TikTok has provided an update on Project Clover, its initiative aimed at bolstering the protection of European user data. The company is taking several measures to safeguard user information and enhance data controls.
One significant step is the commitment to store European user data locally by default. TikTok has already inaugurated its first data centre in Dublin, Ireland, with the migration of European user data underway. Two more data centres are in the construction phase, one in Norway and another in Ireland.
To ensure the integrity of these data controls and protections, TikTok has enlisted the services of NCC Group, a respected European cybersecurity company. NCC Group, which holds TIBER-EU accreditation and UK National Cyber Security Centre (NCSC) approval, will perform independent audits of data controls, monitor data flows, verify security measures, and promptly report any security incidents. The collaboration will involve teams from various European offices and the UK.
NCC Group will oversee data traffic in and out of the secure environment to confirm that only authorised personnel can access specific data types. They will also conduct ongoing security assessments of security gateways, the TikTok app, data centres, and other infrastructure components. Furthermore, NCC Group will serve as a managed security services provider, conducting real-time monitoring to identify and respond to any suspicious access attempts.
These comprehensive measures are designed to establish a protective environment where European user data remains secure and accessible solely to approved employees. TikTok and NCC Group plan to engage with European policymakers in the coming months to clarify the practical implementation of these security enhancements.

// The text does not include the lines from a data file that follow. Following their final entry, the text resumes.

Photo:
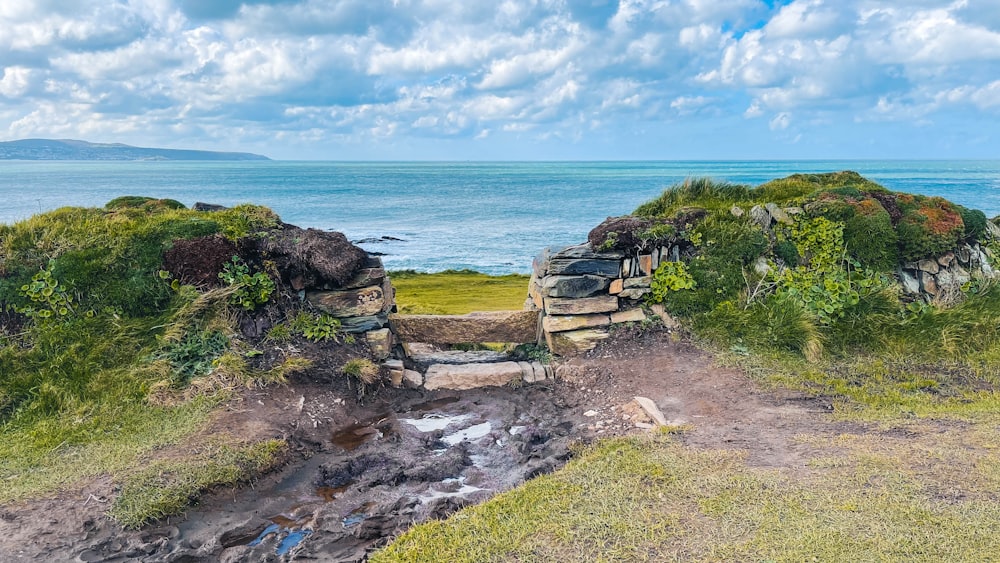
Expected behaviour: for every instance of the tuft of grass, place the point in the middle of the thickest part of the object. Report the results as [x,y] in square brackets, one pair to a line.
[165,488]
[651,499]
[456,292]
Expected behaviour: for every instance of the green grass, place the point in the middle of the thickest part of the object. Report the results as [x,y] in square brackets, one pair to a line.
[651,499]
[457,292]
[168,487]
[75,390]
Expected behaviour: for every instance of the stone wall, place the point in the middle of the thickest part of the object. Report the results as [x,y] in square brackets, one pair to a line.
[580,292]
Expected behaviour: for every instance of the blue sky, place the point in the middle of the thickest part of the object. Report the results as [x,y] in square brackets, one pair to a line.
[509,79]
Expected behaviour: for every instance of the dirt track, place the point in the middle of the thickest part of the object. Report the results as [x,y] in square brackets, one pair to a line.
[361,473]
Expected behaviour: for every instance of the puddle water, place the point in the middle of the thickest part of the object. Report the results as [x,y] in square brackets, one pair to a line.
[470,433]
[432,422]
[355,435]
[433,405]
[291,540]
[358,515]
[329,494]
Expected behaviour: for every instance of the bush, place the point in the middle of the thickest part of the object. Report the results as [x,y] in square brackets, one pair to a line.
[929,227]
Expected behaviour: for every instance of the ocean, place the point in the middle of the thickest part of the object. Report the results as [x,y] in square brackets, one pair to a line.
[431,216]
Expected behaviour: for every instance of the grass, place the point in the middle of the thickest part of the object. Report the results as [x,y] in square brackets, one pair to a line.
[168,487]
[76,392]
[877,501]
[457,292]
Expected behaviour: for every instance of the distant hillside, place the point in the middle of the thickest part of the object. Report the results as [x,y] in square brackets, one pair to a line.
[66,149]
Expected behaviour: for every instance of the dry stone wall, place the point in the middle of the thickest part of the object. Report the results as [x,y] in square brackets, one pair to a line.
[581,292]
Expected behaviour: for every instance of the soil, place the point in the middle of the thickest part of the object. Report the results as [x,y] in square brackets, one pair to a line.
[361,472]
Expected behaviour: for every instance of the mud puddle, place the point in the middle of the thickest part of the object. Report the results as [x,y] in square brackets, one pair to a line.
[415,459]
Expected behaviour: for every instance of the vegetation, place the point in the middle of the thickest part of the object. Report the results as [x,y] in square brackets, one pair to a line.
[457,292]
[166,488]
[102,360]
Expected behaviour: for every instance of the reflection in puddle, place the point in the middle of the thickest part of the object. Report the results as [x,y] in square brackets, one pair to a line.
[432,422]
[470,433]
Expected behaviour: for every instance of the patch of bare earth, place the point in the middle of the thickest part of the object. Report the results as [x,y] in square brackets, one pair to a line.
[359,473]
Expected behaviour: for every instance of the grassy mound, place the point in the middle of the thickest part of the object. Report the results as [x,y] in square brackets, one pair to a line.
[104,358]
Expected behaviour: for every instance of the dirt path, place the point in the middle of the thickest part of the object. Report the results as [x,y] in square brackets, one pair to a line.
[362,473]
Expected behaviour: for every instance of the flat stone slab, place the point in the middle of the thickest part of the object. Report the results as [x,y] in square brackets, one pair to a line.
[471,376]
[561,323]
[585,306]
[572,266]
[518,327]
[364,302]
[574,286]
[574,341]
[455,357]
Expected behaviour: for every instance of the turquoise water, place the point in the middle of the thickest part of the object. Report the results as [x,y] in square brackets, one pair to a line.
[491,217]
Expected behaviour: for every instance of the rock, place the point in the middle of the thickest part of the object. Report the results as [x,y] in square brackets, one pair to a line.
[572,266]
[621,233]
[634,293]
[494,326]
[993,230]
[630,316]
[380,343]
[927,283]
[585,250]
[471,376]
[778,214]
[909,282]
[574,341]
[760,216]
[929,266]
[574,286]
[616,286]
[355,325]
[349,303]
[638,282]
[413,378]
[317,258]
[650,408]
[199,206]
[560,323]
[587,305]
[646,264]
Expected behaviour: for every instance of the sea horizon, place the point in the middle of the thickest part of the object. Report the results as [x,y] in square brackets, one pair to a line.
[427,215]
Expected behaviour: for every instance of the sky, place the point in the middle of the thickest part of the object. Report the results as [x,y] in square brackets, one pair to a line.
[509,79]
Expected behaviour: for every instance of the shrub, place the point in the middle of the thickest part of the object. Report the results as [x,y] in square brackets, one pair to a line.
[929,227]
[251,290]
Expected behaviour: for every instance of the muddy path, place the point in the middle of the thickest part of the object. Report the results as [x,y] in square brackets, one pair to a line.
[361,473]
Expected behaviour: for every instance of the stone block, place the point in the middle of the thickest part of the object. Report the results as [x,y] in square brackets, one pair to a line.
[560,323]
[646,264]
[634,293]
[413,378]
[471,376]
[572,266]
[929,266]
[380,343]
[584,251]
[616,286]
[585,306]
[630,316]
[363,302]
[574,286]
[494,326]
[356,325]
[574,341]
[644,281]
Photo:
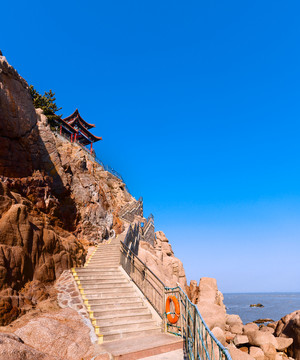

Stephen Bailey, Global Director of Privacy at NCC Group, “We’re proud that TikTok has recognised NCC’s cyber security track record and expertise and chosen us as the independent third-party security provider on this project. Our objective scrutiny, monitoring and assurance means platform users in Europe and the UK can have confidence in the enhanced data security standards that TikTok is setting, which go above and beyond European regulatory requirements.”
Why is this important?
TikTok is keen to ensure it will not see its platform curtailed within the EU market due to new user privacy regulations. Its major investment in the establishment of local data centres, third-party oversight by NCC Group, and enhanced data controls is seen as a solution to the new regulatory systems.
These measures aim to fortify the security of European user data, ensuring that it remains accessible only to authorised personnel and subject to stringent oversight. TikTok’s proactive approach seeks to build trust among its users and regulators, surpassing existing data protection standards.